From these findings, the team concluded that PLD2 signalling (and therefore
inhaled anaesthetics) contribute to the central regulation of neuronal
They also explained that
the mechanism of action they propose for inhaled anaesthetics “relies on a
non-uniform (heterogeneous) distribution of lipids in the membrane” and that
decreasing the longevity of GM1 rafts is likely to shift the equilibrium of
PLD2 distribution, such that PLD2 interacts more with PIP2.
The three major findings of the study were:
anaesthetics do not directly activate TREK-1 channels to
induce a loss of consciousness
instead, anaesthetics inhibit the ability of cholesterol
to localise PLD2 to GM1 rafts
however, PLD2 translocation alone is not sufficient to
activate TREK-1 channels; the increase in PA as a result of PLD2’s interaction
with PIP2-containing lipid rafts is required for this.

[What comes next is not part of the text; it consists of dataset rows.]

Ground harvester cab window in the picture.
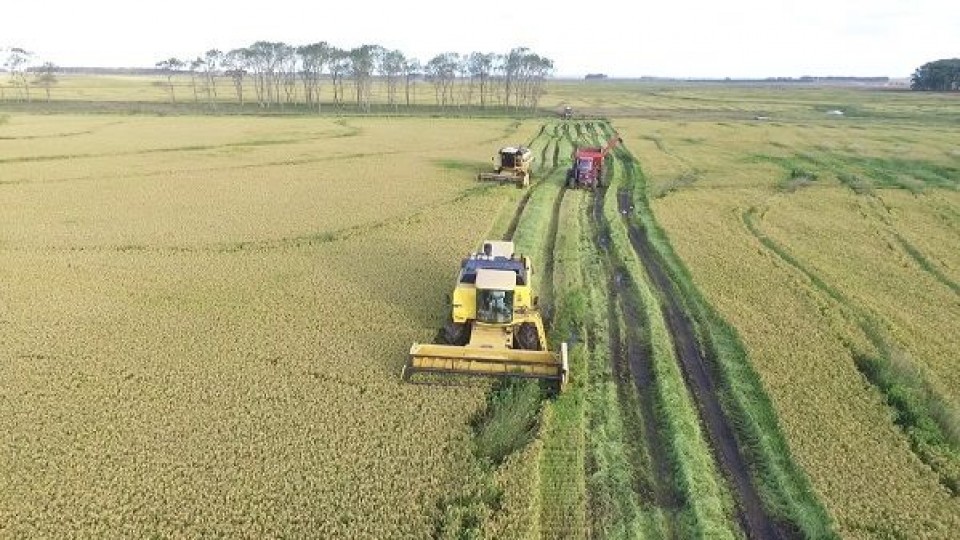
[477,289,513,324]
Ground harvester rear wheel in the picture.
[442,321,470,347]
[513,323,540,351]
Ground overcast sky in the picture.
[0,0,960,78]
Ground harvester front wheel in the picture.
[513,323,540,351]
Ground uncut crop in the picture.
[0,115,535,538]
[618,100,960,538]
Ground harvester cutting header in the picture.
[403,241,567,388]
[477,146,533,187]
[567,133,623,189]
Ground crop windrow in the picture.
[742,204,960,496]
[615,139,836,538]
[434,120,586,538]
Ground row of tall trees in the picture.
[910,58,960,92]
[0,47,59,101]
[156,41,553,111]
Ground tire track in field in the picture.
[574,120,684,538]
[615,147,794,540]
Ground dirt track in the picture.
[592,188,683,511]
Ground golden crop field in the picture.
[617,102,960,538]
[0,76,960,539]
[0,114,538,538]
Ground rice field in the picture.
[0,77,960,539]
[0,115,535,538]
[618,103,960,538]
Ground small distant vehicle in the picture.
[567,134,623,189]
[477,145,533,187]
[402,240,568,390]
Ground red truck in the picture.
[567,134,623,189]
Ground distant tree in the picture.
[34,62,60,101]
[467,52,496,108]
[203,49,224,107]
[156,57,184,103]
[403,58,423,107]
[189,56,206,103]
[379,50,407,108]
[349,45,383,111]
[297,41,331,113]
[330,47,350,106]
[223,49,249,109]
[3,47,33,102]
[424,52,460,107]
[910,58,960,92]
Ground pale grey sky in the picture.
[0,0,960,78]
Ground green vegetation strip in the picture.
[616,139,837,538]
[604,139,737,538]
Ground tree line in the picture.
[910,58,960,92]
[0,47,60,102]
[156,41,553,112]
[0,41,553,112]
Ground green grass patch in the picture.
[617,146,837,538]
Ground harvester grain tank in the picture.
[477,145,533,187]
[403,241,568,388]
[567,134,623,189]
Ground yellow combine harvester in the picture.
[477,146,533,187]
[403,241,568,389]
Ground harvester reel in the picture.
[443,321,470,347]
[513,323,540,351]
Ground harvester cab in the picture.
[567,134,623,189]
[477,146,533,187]
[403,241,568,388]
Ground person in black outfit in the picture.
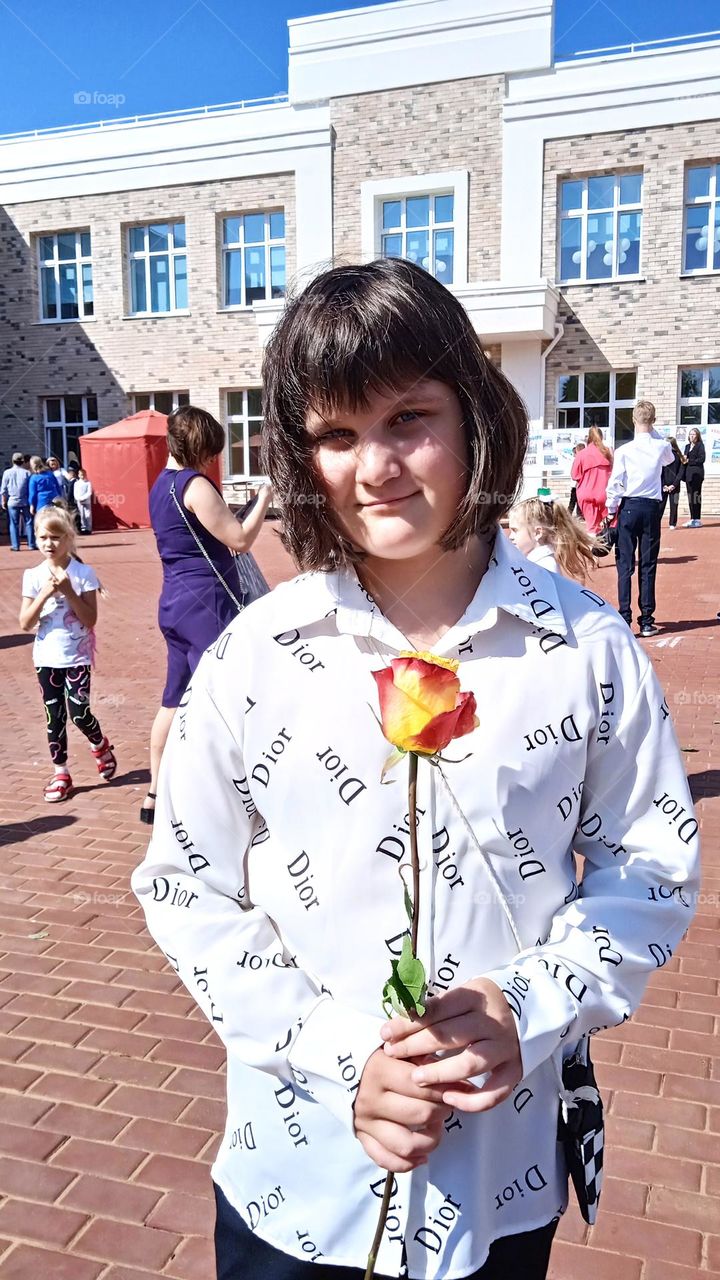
[661,435,685,529]
[685,426,705,529]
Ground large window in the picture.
[223,210,286,307]
[680,365,720,426]
[557,173,643,280]
[128,223,187,315]
[380,192,455,284]
[225,387,263,479]
[555,370,637,444]
[42,396,97,466]
[683,164,720,271]
[133,392,190,413]
[37,230,94,320]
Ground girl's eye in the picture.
[313,426,352,445]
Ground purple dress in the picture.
[150,467,242,707]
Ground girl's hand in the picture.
[380,978,523,1111]
[354,1048,451,1174]
[50,564,73,595]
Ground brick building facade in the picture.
[0,0,720,500]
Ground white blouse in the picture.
[133,538,698,1280]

Overall, the researchers suggest that the
mechanism of action for inhaled anaesthetics chloroform and isoflurane is to
activate TREK-1 channels indirectly by disrupting PLD2 localisation to GM1
lipid rafts. The translocalisation of PLD2 to rafts containing PIP2 and
the resultant increase in production of the signalling lipid PA creates a local
concentration of PA within neurons sufficient to activate TREK-1 channels to
release potassium. As a result, neurons become hyperpolarised, are unable to
fire and this causes the temporary loss of consciousness associated with anaesthetics.